Plassat äußerte sich auch zu den Arbeitsbedingungen seiner Arbeitsgruppe. Da zunehmend weniger Spenden eingingen, sei die materielle Situation aller „katastrophal“.Â
Laut Angaben der Internationalen Arbeitsorganisation(IAO) in Genf werden in Lateinamerikas größter Demokratie bis zu 45000 Menschen ähnlich wie Sklaven gehalten.
Hintergrund:
Tags: Amazonas, Brasilien, deutsche Investoren, Ethanol, Sklavenarbeit, Umweltschutz, Zuckerrohr
Laut Angaben des ”Handelsblatts steigen derzeit immer mehr deutsche Unternehmen in die hoch lukrative Ethanolerzeugung des Tropenlandes ein. So werde der börsennotierte Hamburger Konzern ”Conergy AG gemeinsam mit einem alteingesessenen brasilianischen Zucker-und Alkoholkonzern zwei Ethanolfabriken für rund 200 Millionen Dollar errichten.
Die Hälfte der Investitionssumme stamme von der Conergy AG. Von 2009 an solle die brasilianische Tochter nach Wunsch der Conergy-Führung entscheidend zum Konzernumsatz beitragen, hieß es weiter. Gemäß anderen Wirtschaftsblättern haben derzeit auch die deutschen Zucker-und Ethanol-Konzerne Südzucker und Nordzucker Investitionsinteressen in Brasilien. Bereits von 2006 bis 2007 hatten ausländische Investoren, darunter deutsche, ihren Anteil an der Zucker-und Ethanolproduktion Brasiliens von 5,7 auf über 12 Prozent erhöht. Inzwischen dürfte der Prozentsatz weit höher liegen, da u.a. der britische Mineralölkonzern BP 2008 die Hälfte eines Joint Venture zwischen den brasilianischen Konzernen Santelisa Vale und Grupo Maeda gekauft hatte und durch diese Beteiligung im brasilianischen Teilstaat Goias Ethanol herstellen wird.
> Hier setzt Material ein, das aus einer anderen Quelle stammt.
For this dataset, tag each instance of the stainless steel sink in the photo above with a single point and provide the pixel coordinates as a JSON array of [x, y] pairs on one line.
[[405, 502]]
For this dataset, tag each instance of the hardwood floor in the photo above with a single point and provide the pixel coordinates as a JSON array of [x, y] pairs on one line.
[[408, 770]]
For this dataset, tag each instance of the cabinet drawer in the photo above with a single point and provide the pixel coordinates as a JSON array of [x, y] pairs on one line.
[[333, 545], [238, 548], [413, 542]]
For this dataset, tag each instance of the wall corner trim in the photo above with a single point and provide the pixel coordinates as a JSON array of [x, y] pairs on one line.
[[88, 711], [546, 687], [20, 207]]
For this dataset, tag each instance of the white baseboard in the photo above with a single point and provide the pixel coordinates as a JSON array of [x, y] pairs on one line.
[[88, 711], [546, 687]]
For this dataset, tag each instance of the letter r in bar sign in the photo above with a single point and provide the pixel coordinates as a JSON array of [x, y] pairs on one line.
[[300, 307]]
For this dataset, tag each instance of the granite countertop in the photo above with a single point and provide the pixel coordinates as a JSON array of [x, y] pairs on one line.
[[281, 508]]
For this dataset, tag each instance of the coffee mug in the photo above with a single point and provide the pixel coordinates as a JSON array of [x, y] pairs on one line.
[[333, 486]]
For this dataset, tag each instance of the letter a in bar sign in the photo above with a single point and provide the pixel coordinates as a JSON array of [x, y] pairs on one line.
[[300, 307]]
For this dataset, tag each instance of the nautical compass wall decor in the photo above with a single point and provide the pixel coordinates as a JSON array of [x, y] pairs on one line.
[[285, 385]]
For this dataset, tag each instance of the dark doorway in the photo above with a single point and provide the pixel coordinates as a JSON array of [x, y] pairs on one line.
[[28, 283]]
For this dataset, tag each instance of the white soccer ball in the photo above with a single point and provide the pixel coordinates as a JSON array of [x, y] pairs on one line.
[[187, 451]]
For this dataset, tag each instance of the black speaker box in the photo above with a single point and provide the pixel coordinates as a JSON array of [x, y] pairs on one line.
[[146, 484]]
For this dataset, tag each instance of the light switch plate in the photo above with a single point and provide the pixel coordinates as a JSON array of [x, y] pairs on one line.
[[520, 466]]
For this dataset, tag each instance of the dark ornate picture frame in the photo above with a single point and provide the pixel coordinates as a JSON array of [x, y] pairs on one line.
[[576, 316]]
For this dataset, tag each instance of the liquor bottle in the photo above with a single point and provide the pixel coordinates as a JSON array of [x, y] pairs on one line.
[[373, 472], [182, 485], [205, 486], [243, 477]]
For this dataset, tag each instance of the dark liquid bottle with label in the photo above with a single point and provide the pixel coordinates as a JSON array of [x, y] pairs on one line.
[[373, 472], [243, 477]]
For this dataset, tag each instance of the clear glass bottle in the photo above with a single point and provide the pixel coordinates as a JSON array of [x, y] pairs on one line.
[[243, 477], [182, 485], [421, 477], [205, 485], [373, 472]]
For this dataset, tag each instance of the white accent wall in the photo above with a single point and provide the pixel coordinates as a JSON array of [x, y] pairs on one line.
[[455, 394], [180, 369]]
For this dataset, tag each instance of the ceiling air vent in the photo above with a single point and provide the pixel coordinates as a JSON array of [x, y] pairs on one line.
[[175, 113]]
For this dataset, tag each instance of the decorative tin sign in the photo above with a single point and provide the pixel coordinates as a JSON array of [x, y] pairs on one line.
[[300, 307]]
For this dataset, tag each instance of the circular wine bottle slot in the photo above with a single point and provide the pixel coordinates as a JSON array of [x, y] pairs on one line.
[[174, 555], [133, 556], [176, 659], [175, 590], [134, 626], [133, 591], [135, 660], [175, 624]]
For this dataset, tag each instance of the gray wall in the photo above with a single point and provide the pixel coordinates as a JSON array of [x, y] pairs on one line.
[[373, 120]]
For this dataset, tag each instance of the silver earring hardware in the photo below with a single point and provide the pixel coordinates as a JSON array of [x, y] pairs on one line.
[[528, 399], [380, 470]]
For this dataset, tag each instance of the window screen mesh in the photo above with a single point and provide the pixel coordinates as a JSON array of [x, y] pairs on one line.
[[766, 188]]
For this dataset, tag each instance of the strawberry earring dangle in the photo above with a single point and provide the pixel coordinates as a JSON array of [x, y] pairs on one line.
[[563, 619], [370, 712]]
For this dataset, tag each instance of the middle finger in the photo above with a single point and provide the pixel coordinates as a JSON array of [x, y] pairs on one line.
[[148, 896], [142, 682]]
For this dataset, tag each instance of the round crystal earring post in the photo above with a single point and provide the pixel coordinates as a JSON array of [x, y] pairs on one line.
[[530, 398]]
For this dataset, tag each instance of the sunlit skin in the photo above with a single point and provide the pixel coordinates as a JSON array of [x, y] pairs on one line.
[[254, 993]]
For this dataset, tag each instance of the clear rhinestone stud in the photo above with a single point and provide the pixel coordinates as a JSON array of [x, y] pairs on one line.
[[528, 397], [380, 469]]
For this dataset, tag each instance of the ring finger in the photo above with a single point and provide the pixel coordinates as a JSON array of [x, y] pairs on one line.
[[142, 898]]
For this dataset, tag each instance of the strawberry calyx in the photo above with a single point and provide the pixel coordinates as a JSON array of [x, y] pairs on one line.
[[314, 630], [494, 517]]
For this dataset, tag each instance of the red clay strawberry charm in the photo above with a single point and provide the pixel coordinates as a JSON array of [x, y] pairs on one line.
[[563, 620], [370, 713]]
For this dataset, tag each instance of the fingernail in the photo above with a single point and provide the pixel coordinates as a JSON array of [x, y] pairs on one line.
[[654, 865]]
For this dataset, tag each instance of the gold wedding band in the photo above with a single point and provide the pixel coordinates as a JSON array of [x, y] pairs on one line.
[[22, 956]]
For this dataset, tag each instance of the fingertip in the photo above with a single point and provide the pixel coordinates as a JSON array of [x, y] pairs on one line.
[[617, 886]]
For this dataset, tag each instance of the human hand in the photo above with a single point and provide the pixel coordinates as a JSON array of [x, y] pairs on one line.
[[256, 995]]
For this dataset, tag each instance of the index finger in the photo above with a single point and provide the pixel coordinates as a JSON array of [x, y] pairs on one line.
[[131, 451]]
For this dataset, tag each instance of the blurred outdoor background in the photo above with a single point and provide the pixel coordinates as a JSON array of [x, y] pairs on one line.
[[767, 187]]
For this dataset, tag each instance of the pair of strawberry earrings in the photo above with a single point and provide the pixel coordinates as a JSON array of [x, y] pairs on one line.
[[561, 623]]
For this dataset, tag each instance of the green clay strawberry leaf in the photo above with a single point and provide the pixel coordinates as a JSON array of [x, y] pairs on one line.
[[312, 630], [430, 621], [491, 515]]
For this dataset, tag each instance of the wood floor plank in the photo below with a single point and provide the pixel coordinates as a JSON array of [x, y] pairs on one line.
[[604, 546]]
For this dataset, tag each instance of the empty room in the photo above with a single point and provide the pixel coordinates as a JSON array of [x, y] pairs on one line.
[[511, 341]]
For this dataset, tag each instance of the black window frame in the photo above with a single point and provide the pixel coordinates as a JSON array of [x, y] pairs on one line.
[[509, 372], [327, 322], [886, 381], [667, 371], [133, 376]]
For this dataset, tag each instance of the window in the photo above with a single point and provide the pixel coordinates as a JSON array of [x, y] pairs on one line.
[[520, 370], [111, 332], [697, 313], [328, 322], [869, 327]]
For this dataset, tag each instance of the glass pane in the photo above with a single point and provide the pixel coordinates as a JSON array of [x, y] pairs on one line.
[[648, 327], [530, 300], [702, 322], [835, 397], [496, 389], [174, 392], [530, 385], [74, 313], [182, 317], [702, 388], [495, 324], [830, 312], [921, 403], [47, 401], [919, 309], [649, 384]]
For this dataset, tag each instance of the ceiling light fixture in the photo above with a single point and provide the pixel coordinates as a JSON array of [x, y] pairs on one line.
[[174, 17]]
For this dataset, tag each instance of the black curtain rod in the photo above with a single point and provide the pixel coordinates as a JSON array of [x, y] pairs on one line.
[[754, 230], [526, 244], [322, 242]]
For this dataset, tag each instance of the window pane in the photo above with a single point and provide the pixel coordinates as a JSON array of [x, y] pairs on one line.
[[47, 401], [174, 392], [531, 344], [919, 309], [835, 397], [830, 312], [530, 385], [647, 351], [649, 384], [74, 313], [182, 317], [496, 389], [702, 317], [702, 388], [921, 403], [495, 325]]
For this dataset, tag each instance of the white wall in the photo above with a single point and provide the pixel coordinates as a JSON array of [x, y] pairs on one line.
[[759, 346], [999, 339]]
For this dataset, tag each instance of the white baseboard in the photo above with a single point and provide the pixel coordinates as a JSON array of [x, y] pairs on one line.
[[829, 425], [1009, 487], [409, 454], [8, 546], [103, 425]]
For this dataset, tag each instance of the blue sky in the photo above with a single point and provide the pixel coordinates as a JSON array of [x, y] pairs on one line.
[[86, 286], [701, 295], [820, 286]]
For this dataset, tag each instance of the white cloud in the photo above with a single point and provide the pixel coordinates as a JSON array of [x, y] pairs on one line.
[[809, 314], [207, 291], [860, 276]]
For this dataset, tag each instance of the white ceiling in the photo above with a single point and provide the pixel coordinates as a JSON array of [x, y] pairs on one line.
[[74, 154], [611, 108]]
Die Investitionen wurden mit über einer halben Milliarde Euro angegeben. Französische Konzerne kauften bereits reihenweise brasilianische Ethanolfabrikena auf; europäische Großbanken, auch aus der Schweiz und Frankreich, sind ebenfalls längst in der brasilianischen Ethanolbranche tätig. Multinationale Unternehmen aus den USA, darunter Bunge, kaufen seit Jahren immer mehr brasilianische Ethanolfabriken sowie zugehörige Zuckerrohrplantagen auf. Bill Gates und Google sind ebenfalls dabei, ins Ethanolgeschäft des Tropenlandes einzusteigen. Gemäß brasilianischen Wirtschafts-und Sozialwissenschaftlern erhöhen sich wegen der ausländischen Investitionen derzeit die brasilianischen Bodenpreise geradezu explosionsartig. Laut ”Handelsblatt entfallen derzeit rund die Hälfte der Ethanolexporte Brasiliens auf die USA und 28 Prozent auf Europa. Der Zeitung zufolge wiederholt der brasilianische Ethanol-Branchenverband kurioserweise ungerührt Argumente, die seit Jahren laut Experten-und Presseberichten als komplett widerlegt gelten: ”Es wird in Brasilien kein Zuckerrohr im Amazonas angebaut.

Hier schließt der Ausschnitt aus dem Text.